The sandbanks now have their cliffs to the N.N.W. and N.W. At 9.30, the broad river in front of us is apparently closed by sandbanks which run out from the banks thus: -

yellow} S. bank bright-red} N. bank. yellow}

Current running strong along south bank. This bank bears testimony of this also being the case in the wet season, for a fringe of torn- down trees hangs from it into the river. Pass Seke, a town on north bank, interchanging the usual observations regarding our destination. The river seems absolutely barred with sand again; but as we paddle down it, the obstructions resolve themselves into spits of sand from the north bank and the largest island in mid-stream, which also has a long tail, or train, of sandbank down river. Here we meet a picturesque series of canoes, fruit and trade laden, being poled up stream, one man with his pole over one side, the other with his pole over the other, making a St. Andrew's cross as you meet them end on.

Most luxurious, charming, and pleasant trip this. The men are standing up swinging in rhythmic motion their long, rich red wood paddles in perfect time to their elaborate melancholy, minor key boat song. Nearly lost with all hands. Sandbank palaver - only when we were going over the end of it, the canoe slips sideways over its edge. River deep, bottom sand and mud. This information may be interesting to the geologist, but I hope I shall not be converted by circumstances into a human sounding apparatus again to-day. Next time she strikes I shall get out and shove behind.

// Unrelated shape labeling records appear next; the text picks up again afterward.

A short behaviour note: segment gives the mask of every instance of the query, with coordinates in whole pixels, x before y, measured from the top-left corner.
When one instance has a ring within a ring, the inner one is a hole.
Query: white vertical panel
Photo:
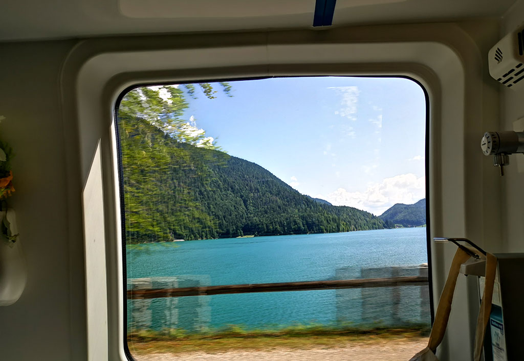
[[[87,297],[88,359],[107,360],[107,296],[102,160],[98,143],[82,192],[85,286]]]

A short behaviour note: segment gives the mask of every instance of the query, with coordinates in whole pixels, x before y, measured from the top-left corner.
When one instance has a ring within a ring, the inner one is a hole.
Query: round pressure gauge
[[[500,140],[496,132],[486,132],[481,141],[481,148],[485,155],[496,154],[499,144]]]

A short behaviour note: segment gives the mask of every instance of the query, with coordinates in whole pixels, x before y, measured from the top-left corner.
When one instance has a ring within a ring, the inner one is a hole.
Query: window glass
[[[379,348],[385,334],[407,353],[399,359],[423,348],[425,108],[419,85],[395,77],[125,94],[117,131],[133,357],[374,340]]]

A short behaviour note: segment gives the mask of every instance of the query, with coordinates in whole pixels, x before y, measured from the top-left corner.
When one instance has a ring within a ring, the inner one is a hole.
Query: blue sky
[[[425,100],[414,82],[317,77],[231,84],[232,97],[200,94],[184,114],[230,154],[301,193],[377,215],[424,198]]]

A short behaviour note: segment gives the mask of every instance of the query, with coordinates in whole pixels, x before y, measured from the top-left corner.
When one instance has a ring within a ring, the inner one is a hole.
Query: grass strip
[[[226,329],[198,334],[180,330],[162,332],[141,330],[129,334],[128,345],[134,354],[194,351],[217,353],[234,350],[331,348],[355,343],[399,342],[422,340],[427,337],[429,332],[428,326],[422,325],[370,329],[294,326],[274,330],[245,329],[232,325]]]

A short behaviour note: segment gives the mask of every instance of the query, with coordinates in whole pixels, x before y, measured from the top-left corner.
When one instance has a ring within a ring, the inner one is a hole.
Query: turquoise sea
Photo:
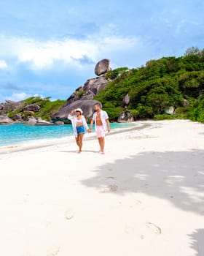
[[[135,124],[111,124],[111,129],[128,128]],[[0,146],[36,140],[57,139],[73,135],[71,125],[28,126],[23,124],[0,125]]]

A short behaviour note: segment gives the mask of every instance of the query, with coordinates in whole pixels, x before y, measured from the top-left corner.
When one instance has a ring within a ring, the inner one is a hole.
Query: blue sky
[[[0,2],[0,102],[66,99],[98,61],[138,67],[204,48],[203,0]]]

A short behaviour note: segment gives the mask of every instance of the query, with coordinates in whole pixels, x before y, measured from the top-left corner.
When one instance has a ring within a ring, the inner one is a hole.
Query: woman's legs
[[[77,146],[79,146],[79,152],[82,152],[82,148],[83,146],[83,137],[84,137],[84,133],[81,133],[79,135],[77,135],[77,137],[76,137],[76,142]]]

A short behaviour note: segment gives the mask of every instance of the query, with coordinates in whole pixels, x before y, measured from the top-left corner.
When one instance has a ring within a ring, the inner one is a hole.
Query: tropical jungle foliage
[[[126,94],[136,118],[190,118],[204,122],[204,49],[189,48],[184,56],[163,57],[146,62],[145,67],[128,69],[122,67],[109,72],[113,79],[95,99],[117,121],[124,110]],[[184,100],[189,103],[185,106]],[[174,115],[165,110],[173,106]]]

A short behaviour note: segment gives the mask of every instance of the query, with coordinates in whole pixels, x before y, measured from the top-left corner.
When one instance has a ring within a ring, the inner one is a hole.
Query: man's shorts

We are now skirting the real north bank, and not the bank of an island or islands as we have been for some time heretofore. Lovely stream falls into this river over cascades. The water is now rough in a small way and the width of the river great, but it soon is crowded again with wooded islands. There are patches and wreaths of a lovely, vermilion-flowering bush rope decorating the forest, and now and again clumps of a plant that shows a yellow and crimson spike of bloom, very strikingly beautiful. We pass a long tunnel in the bush, quite dark as you look down it - evidently the path to some native town. The south bank is covered, where the falling waters have exposed it, with hippo grass. Terrible lot of mangrove flies about, although we are more than one hundred miles above the mangrove belt. River broad again - tending W.S.W., with a broad flattened island with attributive sandbanks in the middle. The fair way is along the south bank of the river. Gray Shirt tells me this river is called the O'Rembo Vongo, or small River, so as to distinguish it from the main stream of the Ogowe which goes down past the south side of Lembarene Island, as well I know after that canoe affair of mine. Ayzingo now bears due north - and native mahogany is called "Okooma." Pass village called Welli on north bank. It looks like some gipsy caravans stuck on poles. I expect that village has known what it means to be swamped by the rising river; it looks as if it had, very hastily in the middle of some night, taken to stilts, which I am sure, from their present rickety condition, will not last through the next wet season, and then some unfortunate spirit will get the blame of the collapse. I also learn that it is the natal spot of my friend Kabinda, the carpenter at Andande.